How to Combat AI Bias in the Classroom
“The new risk of algorithmic bias is that it is more systematic than human bias.”
Stéphan Vincent-Lancrin, PhD, Senior Analyst and Deputy Head, Directorate for Education and Skills, Organization for Economic Co-operation and Development (OECD)
As artificial intelligence (AI) becomes a cornerstone of modern education, its potential to revolutionize classrooms is undeniable. AI tools are now used in tasks ranging from personalized learning to automated grading and even predictive systems that identify at-risk students. The OECD’s Digital Education Outlook 2023 highlights this rapid adoption, noting that over 60 percent of schools in high-income countries now employ AI-driven educational tools. However, with these advancements comes a pressing concern: the risk of AI bias.

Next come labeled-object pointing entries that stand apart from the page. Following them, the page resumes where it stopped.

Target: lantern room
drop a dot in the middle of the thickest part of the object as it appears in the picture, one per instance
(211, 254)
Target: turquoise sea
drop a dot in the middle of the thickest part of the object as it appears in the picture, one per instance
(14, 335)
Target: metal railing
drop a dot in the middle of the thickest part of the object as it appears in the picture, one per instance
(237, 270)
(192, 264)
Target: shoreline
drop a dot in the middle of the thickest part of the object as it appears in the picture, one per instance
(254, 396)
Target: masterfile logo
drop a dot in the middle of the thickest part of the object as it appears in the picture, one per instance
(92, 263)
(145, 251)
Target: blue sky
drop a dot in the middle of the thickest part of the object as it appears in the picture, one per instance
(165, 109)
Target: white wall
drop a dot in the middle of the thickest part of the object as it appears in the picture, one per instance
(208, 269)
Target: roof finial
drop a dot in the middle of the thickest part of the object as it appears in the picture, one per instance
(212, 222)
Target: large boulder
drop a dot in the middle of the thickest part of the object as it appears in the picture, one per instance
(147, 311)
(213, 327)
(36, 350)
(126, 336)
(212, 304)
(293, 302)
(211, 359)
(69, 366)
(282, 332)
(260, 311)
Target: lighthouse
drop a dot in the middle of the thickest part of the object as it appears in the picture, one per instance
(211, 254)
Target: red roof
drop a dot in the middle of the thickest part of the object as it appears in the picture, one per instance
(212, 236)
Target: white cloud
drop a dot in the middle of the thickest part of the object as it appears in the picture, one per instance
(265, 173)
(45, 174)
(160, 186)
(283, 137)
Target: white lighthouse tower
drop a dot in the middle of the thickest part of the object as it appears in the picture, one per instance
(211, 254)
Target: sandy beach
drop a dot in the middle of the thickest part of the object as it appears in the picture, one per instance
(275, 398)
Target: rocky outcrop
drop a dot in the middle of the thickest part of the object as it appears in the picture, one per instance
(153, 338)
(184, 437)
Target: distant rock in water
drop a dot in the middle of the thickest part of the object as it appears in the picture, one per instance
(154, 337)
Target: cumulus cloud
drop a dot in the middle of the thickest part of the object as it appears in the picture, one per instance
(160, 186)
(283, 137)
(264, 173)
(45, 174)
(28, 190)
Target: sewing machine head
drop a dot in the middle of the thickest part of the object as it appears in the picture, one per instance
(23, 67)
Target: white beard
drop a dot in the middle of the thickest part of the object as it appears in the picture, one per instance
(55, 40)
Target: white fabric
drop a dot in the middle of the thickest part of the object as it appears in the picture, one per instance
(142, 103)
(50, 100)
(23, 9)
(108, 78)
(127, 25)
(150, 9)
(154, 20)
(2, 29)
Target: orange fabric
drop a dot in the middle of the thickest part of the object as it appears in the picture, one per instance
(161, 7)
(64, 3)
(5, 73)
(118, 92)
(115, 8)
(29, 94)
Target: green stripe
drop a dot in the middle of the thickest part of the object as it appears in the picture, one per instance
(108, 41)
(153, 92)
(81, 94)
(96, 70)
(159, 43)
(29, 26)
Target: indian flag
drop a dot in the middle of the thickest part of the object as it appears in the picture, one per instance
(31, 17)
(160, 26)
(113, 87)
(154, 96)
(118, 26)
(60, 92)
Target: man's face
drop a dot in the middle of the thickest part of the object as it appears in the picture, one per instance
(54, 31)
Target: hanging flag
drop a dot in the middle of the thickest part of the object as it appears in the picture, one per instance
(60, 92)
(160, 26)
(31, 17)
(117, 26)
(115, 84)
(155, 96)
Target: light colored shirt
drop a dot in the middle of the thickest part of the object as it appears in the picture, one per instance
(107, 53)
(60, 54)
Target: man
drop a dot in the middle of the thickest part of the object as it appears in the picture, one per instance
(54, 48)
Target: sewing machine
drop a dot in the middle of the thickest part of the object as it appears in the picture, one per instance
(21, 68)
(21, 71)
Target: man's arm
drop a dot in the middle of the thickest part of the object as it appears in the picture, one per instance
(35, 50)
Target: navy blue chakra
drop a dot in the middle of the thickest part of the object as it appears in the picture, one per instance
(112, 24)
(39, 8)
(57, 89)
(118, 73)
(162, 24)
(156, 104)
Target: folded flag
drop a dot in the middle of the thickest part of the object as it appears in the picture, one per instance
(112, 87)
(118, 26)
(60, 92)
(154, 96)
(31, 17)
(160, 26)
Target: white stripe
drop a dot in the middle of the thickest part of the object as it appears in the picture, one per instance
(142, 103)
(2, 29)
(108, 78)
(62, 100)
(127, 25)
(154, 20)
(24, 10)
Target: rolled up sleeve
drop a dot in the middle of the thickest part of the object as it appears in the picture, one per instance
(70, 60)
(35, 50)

Studies show that AI systems often reflect the biases of the data they are trained on, unintentionally disadvantaging underrepresented groups. For example, automated essay scoring systems have been found to systematically underrate the work of Black and Hispanic students compared to their peers, while language-learning tools frequently underperform for students with non-standard accents or dialects. Left unaddressed, these biases threaten to entrench systemic inequalities in education.
The challenge for educators, EdTech developers, and policymakers is clear: to ensure that AI supports equity rather than exacerbating disparities. This article delves into the roots of AI bias in education, its impact on marginalized communities, and the strategies needed to combat it. By addressing these issues, stakeholders can harness the full potential of AI to create a more inclusive and effective educational landscape.
To better guide and inform educators and institutions on the subject, the Organization for Economic Co-operation and Development’s (OECD’s) Directorate for Education and Skills recently hosted a panel called “Battling AI bias in the classroom.”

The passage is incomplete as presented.